Seeing double: teachers with children at Whitman


Student Mary Claire Hisle and math teacher Ralph Hisle both attend Whitman. This was the Hisles’ last year in the same school. Photo courtesy Mary Claire Hisle.

By Anna Labarca

As the bell rings and students rush to leave for their next class, sophomore Tommy Rhodes meets his friends to go to lunch. Walking down the hall, Tommy quickly pops into Laura Rhodes’s classroom: “Hey mom, what’s going on today?”

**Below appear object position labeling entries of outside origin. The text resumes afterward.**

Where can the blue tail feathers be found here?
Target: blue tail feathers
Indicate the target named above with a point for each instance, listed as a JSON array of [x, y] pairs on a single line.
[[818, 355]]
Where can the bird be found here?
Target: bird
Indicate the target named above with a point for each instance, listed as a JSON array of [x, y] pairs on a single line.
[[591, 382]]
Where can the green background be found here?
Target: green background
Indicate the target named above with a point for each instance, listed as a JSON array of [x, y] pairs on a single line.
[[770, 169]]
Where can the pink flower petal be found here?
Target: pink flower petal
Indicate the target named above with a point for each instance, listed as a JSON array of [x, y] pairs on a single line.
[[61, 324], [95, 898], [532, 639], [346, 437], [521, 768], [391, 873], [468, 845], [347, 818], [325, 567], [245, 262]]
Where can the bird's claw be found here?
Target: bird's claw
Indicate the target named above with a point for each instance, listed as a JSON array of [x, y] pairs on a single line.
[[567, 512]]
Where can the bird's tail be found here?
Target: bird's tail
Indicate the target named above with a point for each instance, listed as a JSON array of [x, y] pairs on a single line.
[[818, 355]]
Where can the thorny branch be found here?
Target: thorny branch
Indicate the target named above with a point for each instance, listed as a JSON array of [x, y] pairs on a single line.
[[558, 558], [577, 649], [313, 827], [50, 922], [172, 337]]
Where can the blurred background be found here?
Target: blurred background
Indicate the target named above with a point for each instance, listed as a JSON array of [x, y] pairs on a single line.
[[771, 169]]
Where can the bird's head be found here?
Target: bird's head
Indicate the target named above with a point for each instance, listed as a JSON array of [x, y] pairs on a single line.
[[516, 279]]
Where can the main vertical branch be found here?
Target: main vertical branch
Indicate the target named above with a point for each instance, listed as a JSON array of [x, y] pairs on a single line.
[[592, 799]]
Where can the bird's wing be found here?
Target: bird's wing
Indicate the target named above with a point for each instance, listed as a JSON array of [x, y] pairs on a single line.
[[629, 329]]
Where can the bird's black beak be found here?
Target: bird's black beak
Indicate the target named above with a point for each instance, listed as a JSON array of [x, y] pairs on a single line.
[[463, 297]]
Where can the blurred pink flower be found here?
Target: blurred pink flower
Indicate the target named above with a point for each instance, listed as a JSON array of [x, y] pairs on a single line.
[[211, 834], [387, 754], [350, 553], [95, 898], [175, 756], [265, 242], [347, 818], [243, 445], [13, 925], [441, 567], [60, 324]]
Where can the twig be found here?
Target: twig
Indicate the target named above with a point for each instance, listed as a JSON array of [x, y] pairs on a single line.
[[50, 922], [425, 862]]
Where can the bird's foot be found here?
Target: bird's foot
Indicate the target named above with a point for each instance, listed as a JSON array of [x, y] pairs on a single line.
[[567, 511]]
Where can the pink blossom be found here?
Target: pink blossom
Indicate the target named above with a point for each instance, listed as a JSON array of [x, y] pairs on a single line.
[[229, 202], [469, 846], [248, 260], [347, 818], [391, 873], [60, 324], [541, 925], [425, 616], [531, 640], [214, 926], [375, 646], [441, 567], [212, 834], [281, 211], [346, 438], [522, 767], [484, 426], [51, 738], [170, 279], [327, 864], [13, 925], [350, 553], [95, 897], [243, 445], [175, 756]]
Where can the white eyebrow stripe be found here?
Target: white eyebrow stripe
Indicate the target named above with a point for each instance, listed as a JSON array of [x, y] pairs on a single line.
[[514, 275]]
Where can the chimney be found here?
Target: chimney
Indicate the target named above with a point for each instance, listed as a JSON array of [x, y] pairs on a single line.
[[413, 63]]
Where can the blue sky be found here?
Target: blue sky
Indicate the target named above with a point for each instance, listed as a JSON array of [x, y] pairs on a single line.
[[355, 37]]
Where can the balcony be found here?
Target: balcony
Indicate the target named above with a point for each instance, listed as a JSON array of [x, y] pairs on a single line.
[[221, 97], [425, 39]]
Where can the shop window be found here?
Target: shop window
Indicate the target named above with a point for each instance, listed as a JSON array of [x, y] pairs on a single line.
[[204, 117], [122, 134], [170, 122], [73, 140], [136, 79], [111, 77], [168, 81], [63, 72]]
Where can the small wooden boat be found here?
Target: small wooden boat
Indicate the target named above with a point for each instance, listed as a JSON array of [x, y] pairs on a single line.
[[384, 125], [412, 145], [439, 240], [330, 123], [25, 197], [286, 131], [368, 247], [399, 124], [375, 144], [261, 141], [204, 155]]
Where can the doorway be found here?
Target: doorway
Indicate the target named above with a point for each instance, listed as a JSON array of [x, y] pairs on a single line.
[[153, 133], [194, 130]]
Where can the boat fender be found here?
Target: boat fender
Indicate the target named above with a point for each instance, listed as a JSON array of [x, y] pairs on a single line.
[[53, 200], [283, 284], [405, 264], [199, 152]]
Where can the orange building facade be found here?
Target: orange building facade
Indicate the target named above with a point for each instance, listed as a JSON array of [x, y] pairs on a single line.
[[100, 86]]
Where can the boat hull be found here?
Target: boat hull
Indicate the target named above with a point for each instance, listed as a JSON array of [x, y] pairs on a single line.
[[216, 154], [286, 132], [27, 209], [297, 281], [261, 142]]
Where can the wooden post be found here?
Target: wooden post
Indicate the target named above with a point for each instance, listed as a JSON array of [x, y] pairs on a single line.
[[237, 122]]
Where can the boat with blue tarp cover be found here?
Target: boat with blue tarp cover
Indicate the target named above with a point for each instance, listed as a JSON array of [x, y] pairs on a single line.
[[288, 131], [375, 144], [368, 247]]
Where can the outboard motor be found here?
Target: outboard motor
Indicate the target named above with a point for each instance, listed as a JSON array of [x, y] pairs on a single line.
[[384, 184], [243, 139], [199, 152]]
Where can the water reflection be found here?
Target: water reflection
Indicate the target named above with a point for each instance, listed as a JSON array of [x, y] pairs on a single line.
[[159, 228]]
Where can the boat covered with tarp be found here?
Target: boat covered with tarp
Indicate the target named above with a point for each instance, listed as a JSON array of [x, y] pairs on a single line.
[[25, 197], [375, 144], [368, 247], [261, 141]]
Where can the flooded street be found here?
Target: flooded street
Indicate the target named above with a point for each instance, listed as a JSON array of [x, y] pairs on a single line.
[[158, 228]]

For many students, the thought of being with their family every moment of the day is unusual or off-putting. But for a select few, it’s their reality. In addition to the Rhodes duo, there are five other teachers with children at Whitman: math teachers Ralph Hisle and Michelle Holloway, psychology teacher Marisa Del Savio, environmental science teacher Kelly Garton and engineering teacher Rachel Stender.

Although some students actively look for times to see their parents—like having lunch together—students with parents at Whitman generally don’t have to spend much extra time with them thanks to the busy school day.

Still, being a student at the same school as a parent has unique benefits. Laura Rhodes couldn’t think of a disadvantage to having a child at Whitman. When she came to Whitman from Churchill in 2016, transportation became much more convenient, she said.

“My daughter was here and my son was at Pyle at the time when I was at Churchill,” Laura Rhodes said. “So it was a lot harder to mobilize to get out of school and then get to where I needed to be.”

Whitman doesn’t permit teachers’ children to be in their class to avoid possible favoritism, unless a teacher is the only one at the school who teaches a certain subject. Such was the case with junior Katie Stender-Moore, as Rachel Stender was the only teacher for some of Katie’s engineering electives.

“I had her freshman year, I was her teacher assistant sophomore year and I have her again his year,” Katie Stender-Moore said. “I really like having her as a teacher because we’re really close, so it’s not awkward at all.”

Although having a close relationship with their children in class may not create bias, teachers still have to be cautious not to treat their children’s friends any differently.

“I’ve had kids that I know from outside—from sports and things like that—who have been in my classes,” Ralph Hisle said. “You have to treat everybody you know very equitably so that you’re not showing bias to one person or the other.”

Having a parent at school also means that teachers expect more from him, and he has to be more on top of his schoolwork, Tommy Rhodes said.

In the end, however, having a child at Whitman has strengthened their father-daughter relationship, Ralph Hisle said.

“I enjoy having Claire here; we get along very well,” Ralph Hisle said. “We have extra time to spend together. At first I was worried, people had said ‘Oh it might be hard,’ but it has been totally wonderful.”